The digital press was delivered at the start of April and replaced a five-year old machine at Banbury-based Technique. The machine being replaced was the company's first foray into digital printing after running a purely litho facility.
The Versafire will be running a number of high-quality, largely short-run applications including multi-part, high-end invitation packs and four-page A4 landscape jobs. The company said the investment brought its digital capabilities up to the same standard as its litho work.
Joint managing director Karl Smith said: “We have found it to be necessary to have a digital offering these days and honestly I cannot believe it took us quite so long. We had been running small-format jobs on B3 litho machines previously.
“Since we first invested five years ago, the market and the quality has grown exponentially. Digital used to be cheap and cheerful, but now it tends to be for people who want a high-quality product, just not as much of it. The gap has closed.
“I have been involved in buying Heidelberg presses for 35 years and Technique has been a customer for more than 20 years, so if they could provide a digital solution then I was always going to listen.
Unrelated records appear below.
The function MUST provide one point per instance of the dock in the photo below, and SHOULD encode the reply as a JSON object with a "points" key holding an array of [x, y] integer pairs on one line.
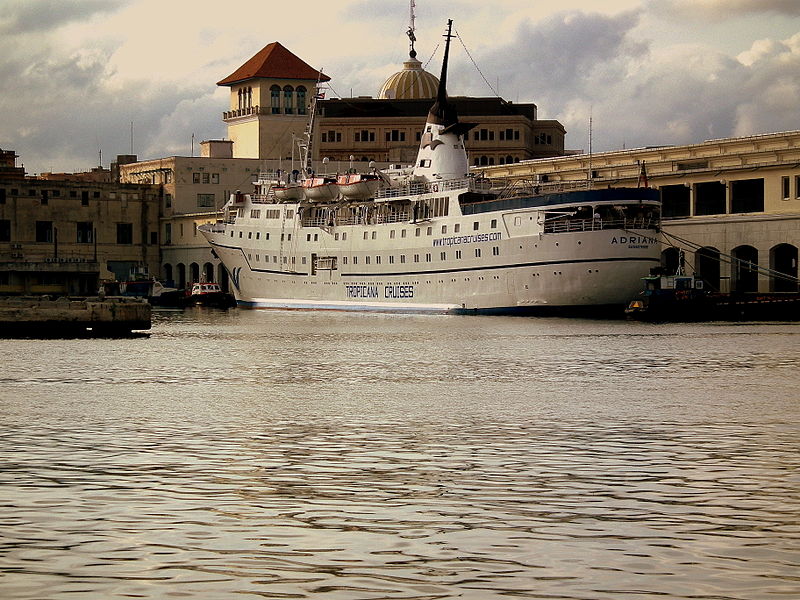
{"points": [[44, 317]]}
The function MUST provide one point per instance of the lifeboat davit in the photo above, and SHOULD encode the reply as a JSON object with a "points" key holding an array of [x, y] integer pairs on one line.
{"points": [[358, 185], [320, 188], [289, 191]]}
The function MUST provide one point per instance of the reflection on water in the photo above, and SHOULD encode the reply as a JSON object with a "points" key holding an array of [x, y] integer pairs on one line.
{"points": [[290, 455]]}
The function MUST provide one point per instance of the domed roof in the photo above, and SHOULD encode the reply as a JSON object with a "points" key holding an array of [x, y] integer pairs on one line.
{"points": [[412, 83]]}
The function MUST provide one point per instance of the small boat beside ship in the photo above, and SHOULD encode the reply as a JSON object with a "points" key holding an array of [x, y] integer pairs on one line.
{"points": [[209, 294], [685, 298]]}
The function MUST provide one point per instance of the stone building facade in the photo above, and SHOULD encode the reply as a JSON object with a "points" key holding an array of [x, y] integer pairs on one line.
{"points": [[731, 206], [64, 237]]}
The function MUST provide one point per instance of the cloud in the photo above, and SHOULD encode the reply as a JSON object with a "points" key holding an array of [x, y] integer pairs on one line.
{"points": [[20, 17], [692, 9], [82, 71]]}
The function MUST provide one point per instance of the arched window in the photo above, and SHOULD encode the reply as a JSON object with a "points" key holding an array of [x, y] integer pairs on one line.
{"points": [[288, 100], [222, 277], [194, 269], [275, 99], [181, 276], [301, 100], [671, 260], [745, 269], [783, 259], [706, 266]]}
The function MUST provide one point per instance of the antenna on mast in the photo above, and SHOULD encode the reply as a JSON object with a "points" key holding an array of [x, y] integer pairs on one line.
{"points": [[590, 145], [411, 29]]}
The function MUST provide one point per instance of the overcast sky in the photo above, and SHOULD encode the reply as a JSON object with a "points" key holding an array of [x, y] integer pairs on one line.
{"points": [[76, 73]]}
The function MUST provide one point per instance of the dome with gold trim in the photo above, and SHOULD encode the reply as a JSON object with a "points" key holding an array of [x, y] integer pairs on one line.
{"points": [[412, 83]]}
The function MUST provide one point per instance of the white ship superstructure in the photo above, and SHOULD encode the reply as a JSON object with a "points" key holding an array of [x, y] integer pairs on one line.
{"points": [[434, 239]]}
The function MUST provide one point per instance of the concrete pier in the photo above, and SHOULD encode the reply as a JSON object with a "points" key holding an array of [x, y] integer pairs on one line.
{"points": [[72, 317]]}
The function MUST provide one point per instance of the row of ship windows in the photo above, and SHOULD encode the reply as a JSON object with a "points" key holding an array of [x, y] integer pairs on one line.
{"points": [[370, 235], [401, 259]]}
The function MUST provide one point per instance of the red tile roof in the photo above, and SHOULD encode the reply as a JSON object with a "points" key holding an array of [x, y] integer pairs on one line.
{"points": [[274, 62]]}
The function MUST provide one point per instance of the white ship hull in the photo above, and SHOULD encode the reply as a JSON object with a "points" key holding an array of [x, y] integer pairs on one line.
{"points": [[498, 261], [443, 243]]}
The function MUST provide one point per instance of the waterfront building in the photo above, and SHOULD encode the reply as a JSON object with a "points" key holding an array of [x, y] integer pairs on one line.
{"points": [[270, 96], [60, 236], [194, 189], [387, 129], [269, 99], [731, 206]]}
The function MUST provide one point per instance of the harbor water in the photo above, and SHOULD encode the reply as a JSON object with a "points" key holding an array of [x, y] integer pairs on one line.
{"points": [[270, 454]]}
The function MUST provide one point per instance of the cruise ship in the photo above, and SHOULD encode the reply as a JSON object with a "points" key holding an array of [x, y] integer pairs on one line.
{"points": [[432, 238]]}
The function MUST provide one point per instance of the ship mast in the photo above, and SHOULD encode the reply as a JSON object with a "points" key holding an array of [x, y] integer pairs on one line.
{"points": [[306, 145], [411, 31]]}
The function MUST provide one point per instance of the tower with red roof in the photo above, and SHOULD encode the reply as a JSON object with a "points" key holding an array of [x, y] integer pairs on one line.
{"points": [[270, 98]]}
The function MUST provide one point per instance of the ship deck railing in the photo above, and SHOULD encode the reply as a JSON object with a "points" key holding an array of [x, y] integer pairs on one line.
{"points": [[379, 219], [572, 225], [418, 188]]}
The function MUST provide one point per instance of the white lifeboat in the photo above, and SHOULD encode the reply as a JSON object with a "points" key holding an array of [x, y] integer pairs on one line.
{"points": [[358, 185], [320, 188]]}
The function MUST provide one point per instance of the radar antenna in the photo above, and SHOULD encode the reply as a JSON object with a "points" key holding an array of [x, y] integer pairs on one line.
{"points": [[411, 29]]}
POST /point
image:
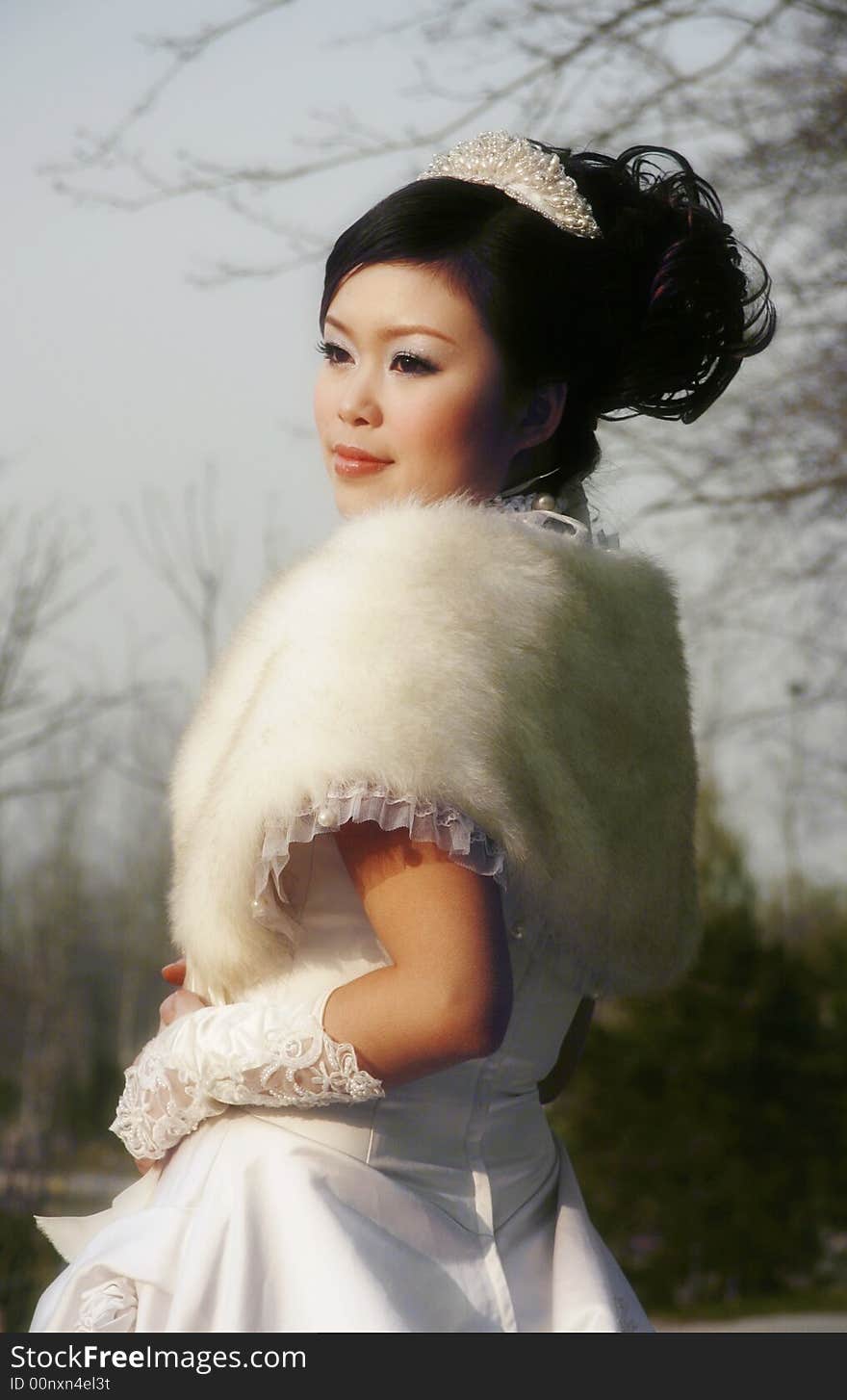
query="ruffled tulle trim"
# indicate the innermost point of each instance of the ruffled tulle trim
(449, 828)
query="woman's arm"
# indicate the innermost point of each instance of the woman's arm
(446, 998)
(449, 996)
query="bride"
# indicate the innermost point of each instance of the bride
(439, 792)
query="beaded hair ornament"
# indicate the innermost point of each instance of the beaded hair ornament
(536, 179)
(523, 171)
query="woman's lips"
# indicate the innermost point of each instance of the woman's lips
(356, 465)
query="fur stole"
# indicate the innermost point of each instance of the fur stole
(454, 653)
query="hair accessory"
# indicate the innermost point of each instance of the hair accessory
(523, 171)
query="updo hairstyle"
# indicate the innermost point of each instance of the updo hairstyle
(655, 317)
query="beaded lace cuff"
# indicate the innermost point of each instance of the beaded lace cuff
(220, 1056)
(449, 828)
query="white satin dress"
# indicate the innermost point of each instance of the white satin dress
(446, 1206)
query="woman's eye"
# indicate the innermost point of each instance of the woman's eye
(329, 350)
(408, 361)
(413, 363)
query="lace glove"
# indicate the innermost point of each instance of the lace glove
(245, 1053)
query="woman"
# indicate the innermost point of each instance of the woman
(439, 794)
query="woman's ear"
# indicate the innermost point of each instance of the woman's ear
(542, 415)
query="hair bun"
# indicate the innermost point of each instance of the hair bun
(690, 299)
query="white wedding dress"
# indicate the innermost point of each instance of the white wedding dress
(446, 1206)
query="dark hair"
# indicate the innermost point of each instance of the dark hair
(654, 317)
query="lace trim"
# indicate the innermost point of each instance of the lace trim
(364, 801)
(220, 1056)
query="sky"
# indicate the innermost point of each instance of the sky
(120, 376)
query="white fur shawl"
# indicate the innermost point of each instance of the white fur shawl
(455, 653)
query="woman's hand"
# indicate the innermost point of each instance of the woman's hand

With the Versafire, we are now stepping into a slightly different league.”
Launched in May last year, Heidelberg’s four-colour Versafire EP can take a banner size of 1,030mm in duplex and 1,260mm in simplex on stock up to 450gsm. It can print at either 115 or 135ppm A4 and an automatic inline calibration system maintains colour consistency.
Technique will run the machine alongside a five-colour Heidelberg Speedmaster XL 75 with coater in its litho department and an HP Latex printer for wide-format capabilities. It also houses finishing kit on its 650sqm premises which includes a Stahlfolder and a Horizon bookletmaker, as well as machines for guillotining, creasing and laminating.
With a turnover of £2m, it employs 19 members of staff.